Nel XVIII secolo una delle cause che hanno portato alla  crisi della monarchia francese  è la diffusione delle critiche che gli scritti dei philosophes rivolgono ai sovrani e alla corte infatti ne risente il prestigio di Luigi XV e di Luigi XVI: comincia la negazione della discendenza divina dei sovrani.

Emergenza fiscale e riforme

Il vero punto critico della monarchia francese è l'emergenza fiscale, causata dalle spese sostenute nelle guerre precedenti: la guerra dei 7 anni e la guerra d'indipendenza americana (cui la Francia ha partecipato a fianco dei coloni ribelli).

Conflitto tra governo e parlamento

La situazione finanziaria francese è diventata grave e  per uscire da questo stato il ministro delle Finanze, Charles Alexandre de Calonne prepara un progetto di riforma che prevede l'abolizione delle dogane interne ed esterne, la liberalizzazione del commercio del grano, la costituzione di assemblee elettive, l'abolizione delle esenzioni fiscali di cui godono i  nobili e il clero. Il re era d'accordo con questo progetto ma il Parlamento parigino no. Questa opposizione nacque dal desiderio di difendere i privilegi di nobiltà e clero ma nasce anche dal desiderio di mantenere inalterati i rapporti tra le istituzioni.  Tra il governo e il parlamento si creò un conflitto: da una parte vi era il re che volevaimporre la sua autorità mentre dall'altra il parlamento che faceva resistenza.

 

Domande da interrogazione

  1. Quali sono le principali critiche rivolte alla monarchia francese nel XVIII secolo?
  2. Le critiche alla monarchia francese nel XVIII secolo derivano dagli scritti dei philosophes, che minano il prestigio di sovrani come Luigi XV e Luigi XVI, portando alla negazione della loro discendenza divina.
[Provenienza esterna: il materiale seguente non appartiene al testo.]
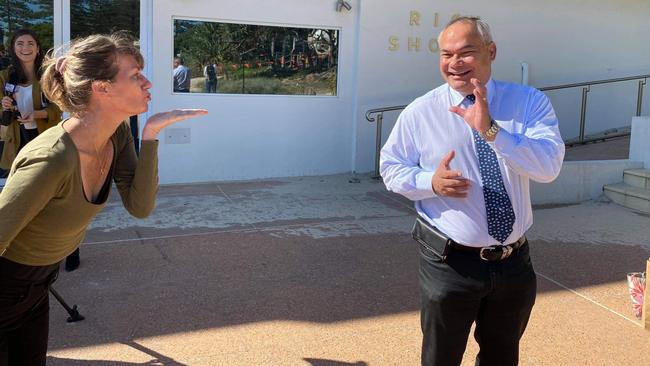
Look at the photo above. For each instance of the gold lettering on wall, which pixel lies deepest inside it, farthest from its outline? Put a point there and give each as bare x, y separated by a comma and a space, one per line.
414, 44
393, 43
433, 45
415, 18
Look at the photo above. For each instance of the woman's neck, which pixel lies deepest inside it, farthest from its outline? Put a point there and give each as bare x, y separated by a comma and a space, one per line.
92, 131
30, 72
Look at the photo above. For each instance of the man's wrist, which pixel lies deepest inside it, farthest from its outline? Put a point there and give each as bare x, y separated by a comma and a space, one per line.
491, 133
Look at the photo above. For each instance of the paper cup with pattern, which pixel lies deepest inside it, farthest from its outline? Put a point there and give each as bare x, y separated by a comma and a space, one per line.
636, 286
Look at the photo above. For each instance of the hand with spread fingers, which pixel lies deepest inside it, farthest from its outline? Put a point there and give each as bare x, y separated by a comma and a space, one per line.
477, 115
158, 121
447, 182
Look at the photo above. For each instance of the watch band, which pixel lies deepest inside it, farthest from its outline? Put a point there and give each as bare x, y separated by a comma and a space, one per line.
492, 131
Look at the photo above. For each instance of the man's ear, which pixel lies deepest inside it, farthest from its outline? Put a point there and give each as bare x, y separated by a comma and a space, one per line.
492, 49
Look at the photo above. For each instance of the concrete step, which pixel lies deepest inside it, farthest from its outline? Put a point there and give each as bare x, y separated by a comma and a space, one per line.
639, 178
629, 196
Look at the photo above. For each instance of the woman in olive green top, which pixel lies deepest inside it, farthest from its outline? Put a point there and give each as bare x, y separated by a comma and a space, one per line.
62, 179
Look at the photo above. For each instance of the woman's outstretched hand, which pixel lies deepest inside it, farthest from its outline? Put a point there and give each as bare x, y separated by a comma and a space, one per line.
158, 121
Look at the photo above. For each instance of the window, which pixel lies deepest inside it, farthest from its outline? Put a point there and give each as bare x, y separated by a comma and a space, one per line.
105, 17
218, 57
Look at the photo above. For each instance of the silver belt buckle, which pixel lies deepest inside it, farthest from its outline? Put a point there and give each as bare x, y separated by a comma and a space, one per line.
506, 251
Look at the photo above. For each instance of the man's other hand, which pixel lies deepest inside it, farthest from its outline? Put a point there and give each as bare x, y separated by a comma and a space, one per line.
447, 182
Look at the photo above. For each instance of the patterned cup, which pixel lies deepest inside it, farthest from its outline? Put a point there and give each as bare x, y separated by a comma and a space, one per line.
636, 286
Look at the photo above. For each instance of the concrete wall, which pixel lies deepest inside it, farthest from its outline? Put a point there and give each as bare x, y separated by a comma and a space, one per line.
640, 140
580, 181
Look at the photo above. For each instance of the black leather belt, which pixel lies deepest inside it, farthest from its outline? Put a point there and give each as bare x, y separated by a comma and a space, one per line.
441, 245
493, 252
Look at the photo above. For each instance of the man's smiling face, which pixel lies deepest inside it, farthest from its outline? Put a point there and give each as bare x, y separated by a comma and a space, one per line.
464, 55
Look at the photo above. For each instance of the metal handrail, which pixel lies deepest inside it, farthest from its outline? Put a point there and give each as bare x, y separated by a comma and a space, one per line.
586, 88
596, 82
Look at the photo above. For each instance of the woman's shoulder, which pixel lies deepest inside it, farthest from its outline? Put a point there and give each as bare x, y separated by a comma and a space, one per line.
53, 144
123, 133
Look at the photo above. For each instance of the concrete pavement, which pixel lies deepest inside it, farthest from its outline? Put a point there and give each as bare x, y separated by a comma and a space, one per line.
319, 271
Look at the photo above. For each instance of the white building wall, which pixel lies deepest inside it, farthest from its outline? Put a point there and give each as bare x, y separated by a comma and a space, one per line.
562, 41
256, 136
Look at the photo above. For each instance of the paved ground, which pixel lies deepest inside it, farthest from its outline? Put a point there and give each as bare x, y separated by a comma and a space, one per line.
616, 148
319, 271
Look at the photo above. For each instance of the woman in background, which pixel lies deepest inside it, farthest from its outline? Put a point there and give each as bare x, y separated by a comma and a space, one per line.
26, 112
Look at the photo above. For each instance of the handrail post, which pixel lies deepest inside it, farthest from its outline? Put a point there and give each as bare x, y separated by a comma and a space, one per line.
583, 110
639, 97
380, 119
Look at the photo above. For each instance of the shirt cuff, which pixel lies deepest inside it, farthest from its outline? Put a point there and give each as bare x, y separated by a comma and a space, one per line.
423, 183
503, 142
149, 147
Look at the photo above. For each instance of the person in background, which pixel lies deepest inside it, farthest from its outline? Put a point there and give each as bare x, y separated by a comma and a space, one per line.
61, 180
182, 76
26, 112
210, 74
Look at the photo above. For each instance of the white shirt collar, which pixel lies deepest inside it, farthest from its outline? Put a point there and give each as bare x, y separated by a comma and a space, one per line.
457, 98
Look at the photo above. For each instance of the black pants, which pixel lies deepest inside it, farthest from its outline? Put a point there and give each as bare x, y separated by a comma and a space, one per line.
24, 312
498, 296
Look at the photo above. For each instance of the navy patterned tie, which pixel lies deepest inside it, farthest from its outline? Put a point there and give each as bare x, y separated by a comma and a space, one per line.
500, 215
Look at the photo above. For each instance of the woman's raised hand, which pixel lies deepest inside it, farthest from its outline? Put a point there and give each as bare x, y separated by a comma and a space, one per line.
158, 121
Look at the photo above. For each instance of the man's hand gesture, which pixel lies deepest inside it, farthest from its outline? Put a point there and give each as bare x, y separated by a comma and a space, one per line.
447, 182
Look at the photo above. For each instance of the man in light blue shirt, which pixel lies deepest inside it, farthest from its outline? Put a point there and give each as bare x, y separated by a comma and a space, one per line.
465, 153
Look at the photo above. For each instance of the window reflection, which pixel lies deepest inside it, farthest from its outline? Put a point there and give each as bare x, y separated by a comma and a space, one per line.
217, 57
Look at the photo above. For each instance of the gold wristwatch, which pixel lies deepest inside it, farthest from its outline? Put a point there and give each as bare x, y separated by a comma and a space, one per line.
492, 131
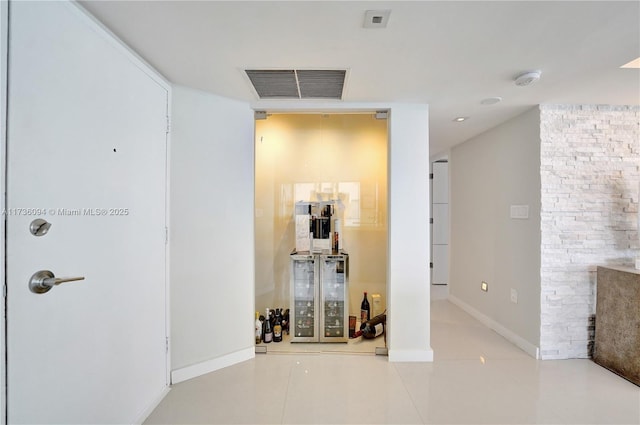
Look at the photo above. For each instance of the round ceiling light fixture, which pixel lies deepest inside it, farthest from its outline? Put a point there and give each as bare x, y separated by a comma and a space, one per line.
491, 100
527, 78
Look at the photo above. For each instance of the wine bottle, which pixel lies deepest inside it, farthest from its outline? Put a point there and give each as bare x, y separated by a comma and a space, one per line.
268, 330
285, 321
277, 327
364, 309
258, 329
374, 327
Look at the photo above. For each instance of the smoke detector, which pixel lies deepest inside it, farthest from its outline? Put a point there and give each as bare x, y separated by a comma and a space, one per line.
527, 78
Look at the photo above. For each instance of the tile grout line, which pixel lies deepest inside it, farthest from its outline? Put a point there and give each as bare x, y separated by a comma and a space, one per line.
413, 402
286, 394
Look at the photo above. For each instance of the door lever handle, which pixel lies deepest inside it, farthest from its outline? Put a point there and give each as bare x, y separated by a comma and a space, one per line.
43, 280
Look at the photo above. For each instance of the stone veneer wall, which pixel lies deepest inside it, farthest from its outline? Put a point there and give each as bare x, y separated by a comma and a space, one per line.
589, 188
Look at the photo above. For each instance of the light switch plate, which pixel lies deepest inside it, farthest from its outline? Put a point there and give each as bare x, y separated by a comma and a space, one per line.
520, 211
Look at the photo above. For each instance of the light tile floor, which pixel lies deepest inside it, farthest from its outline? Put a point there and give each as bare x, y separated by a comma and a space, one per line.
477, 378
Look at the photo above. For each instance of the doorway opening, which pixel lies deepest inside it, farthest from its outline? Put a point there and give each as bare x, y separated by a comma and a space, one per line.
335, 158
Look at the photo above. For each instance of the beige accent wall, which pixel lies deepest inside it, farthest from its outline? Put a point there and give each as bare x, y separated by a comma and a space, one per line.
301, 156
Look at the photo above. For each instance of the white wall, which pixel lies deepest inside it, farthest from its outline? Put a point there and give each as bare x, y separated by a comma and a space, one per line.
211, 232
4, 37
589, 216
489, 173
408, 282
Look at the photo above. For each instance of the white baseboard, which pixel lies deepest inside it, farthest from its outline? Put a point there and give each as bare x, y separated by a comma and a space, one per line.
145, 414
520, 342
199, 369
398, 356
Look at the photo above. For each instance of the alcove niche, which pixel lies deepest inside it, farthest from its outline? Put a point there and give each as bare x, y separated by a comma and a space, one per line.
328, 156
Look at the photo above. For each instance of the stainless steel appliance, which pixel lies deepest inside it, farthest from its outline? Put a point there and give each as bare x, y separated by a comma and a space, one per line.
319, 297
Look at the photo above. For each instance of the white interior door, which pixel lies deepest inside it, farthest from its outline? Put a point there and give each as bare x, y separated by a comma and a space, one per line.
87, 153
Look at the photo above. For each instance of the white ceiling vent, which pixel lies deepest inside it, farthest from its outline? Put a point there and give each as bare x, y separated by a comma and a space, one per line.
297, 84
376, 18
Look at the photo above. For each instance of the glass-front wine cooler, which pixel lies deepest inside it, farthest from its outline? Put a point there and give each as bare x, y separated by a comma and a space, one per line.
319, 297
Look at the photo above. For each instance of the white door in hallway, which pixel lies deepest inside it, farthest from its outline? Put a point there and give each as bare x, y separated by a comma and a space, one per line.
87, 149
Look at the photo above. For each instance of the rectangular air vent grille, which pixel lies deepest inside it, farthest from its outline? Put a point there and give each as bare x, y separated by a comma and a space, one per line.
297, 84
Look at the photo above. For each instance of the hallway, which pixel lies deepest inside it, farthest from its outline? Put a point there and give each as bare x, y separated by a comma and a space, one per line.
477, 378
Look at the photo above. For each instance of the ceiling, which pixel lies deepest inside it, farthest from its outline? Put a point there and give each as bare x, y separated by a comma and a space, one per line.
448, 54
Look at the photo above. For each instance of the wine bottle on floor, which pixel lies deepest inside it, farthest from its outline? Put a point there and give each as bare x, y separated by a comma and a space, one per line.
374, 327
258, 329
268, 330
364, 309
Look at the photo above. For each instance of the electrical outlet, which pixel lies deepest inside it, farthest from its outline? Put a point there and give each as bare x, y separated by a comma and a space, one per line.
514, 296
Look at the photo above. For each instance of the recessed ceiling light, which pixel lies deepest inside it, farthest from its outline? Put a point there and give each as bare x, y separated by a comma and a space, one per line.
527, 78
491, 100
633, 64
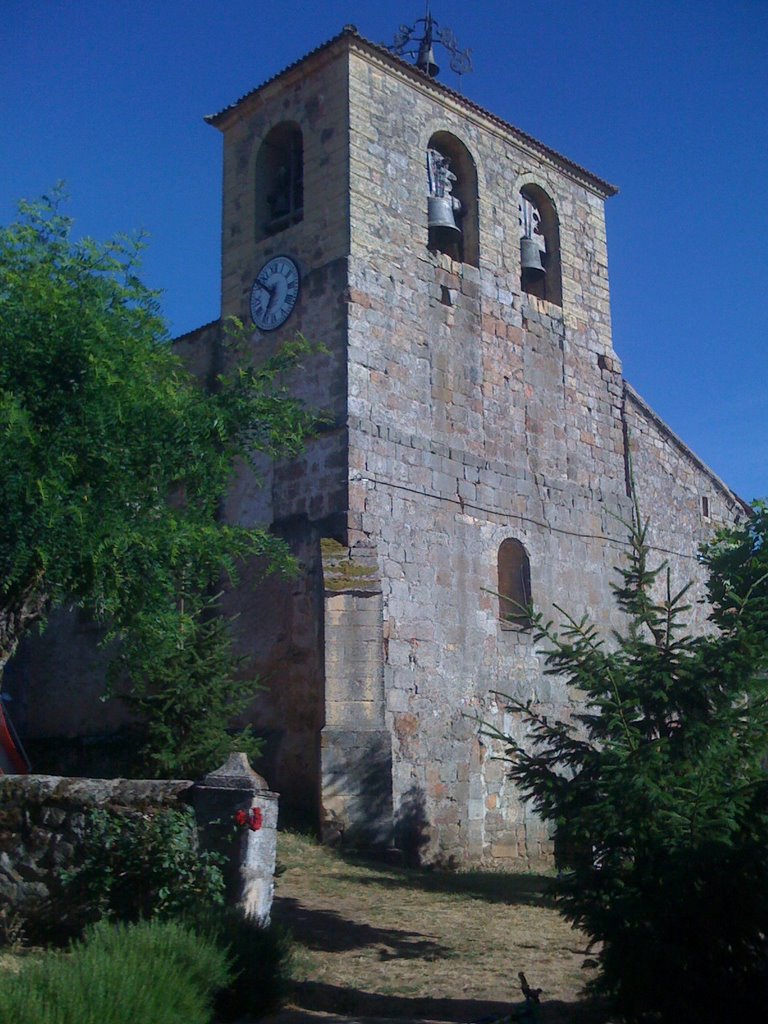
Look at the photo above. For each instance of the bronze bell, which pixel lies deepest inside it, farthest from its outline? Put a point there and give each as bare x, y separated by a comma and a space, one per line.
530, 256
440, 213
425, 59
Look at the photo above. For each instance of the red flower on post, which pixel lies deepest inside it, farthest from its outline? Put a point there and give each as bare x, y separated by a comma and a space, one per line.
254, 819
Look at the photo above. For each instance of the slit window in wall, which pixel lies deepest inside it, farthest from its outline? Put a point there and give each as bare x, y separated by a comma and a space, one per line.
540, 245
280, 180
452, 199
514, 586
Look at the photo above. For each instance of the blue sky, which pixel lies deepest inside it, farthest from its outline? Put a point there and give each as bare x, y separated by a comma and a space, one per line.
669, 100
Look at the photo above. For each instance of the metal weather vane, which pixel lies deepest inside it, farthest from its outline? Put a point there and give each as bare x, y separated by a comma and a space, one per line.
419, 43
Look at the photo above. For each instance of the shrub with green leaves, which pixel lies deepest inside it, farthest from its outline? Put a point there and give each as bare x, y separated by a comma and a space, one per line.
116, 461
142, 865
153, 972
261, 961
659, 787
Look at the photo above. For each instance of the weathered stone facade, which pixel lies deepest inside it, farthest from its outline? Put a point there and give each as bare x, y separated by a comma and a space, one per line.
44, 823
464, 411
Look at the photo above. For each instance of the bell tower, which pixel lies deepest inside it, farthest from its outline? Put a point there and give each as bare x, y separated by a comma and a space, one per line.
475, 441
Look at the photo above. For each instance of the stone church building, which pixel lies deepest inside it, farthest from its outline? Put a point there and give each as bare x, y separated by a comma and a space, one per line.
479, 440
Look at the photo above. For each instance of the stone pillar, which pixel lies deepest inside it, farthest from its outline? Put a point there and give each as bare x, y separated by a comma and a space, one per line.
238, 817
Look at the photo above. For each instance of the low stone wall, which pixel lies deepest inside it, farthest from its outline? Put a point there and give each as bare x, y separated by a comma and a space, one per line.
43, 820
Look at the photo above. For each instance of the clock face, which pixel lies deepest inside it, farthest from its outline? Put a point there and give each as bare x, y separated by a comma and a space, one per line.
274, 293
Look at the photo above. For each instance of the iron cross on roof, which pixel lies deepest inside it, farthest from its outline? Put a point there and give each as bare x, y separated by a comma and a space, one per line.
411, 41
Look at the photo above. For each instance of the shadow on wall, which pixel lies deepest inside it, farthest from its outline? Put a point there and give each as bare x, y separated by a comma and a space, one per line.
412, 826
357, 788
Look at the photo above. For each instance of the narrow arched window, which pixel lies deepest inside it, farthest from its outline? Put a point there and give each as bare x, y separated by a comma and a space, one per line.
280, 180
452, 199
514, 585
540, 245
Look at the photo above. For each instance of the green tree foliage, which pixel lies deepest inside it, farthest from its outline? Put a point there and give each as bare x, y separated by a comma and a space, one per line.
658, 790
143, 864
115, 462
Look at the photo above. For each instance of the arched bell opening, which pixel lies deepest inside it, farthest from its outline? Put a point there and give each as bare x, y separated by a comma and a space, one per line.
540, 245
452, 199
279, 180
514, 585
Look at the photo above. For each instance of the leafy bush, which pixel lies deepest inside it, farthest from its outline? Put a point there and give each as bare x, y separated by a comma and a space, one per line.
153, 972
658, 792
261, 960
143, 865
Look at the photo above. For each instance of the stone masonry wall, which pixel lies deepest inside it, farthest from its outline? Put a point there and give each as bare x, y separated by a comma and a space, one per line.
44, 826
477, 413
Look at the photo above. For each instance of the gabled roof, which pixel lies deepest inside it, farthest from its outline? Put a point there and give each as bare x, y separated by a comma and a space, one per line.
353, 38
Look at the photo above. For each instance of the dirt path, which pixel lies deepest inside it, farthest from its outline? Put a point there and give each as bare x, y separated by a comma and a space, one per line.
379, 941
  3. Qual è la causa principale dell'emergenza fiscale della monarchia francese?
  4. L'emergenza fiscale della monarchia francese è principalmente causata dalle ingenti spese sostenute nelle guerre precedenti, come la guerra dei sette anni e la guerra d'indipendenza americana.

  5. Qual è il conflitto principale tra governo e parlamento durante la crisi della monarchia?
  6. Il conflitto principale tra governo e parlamento si sviluppa attorno al progetto di riforma del ministro delle Finanze, Charles Alexandre de Calonne, che mira a abolire le esenzioni fiscali per nobili e clero, ma incontra l'opposizione del Parlamento parigino, desideroso di difendere i propri privilegi.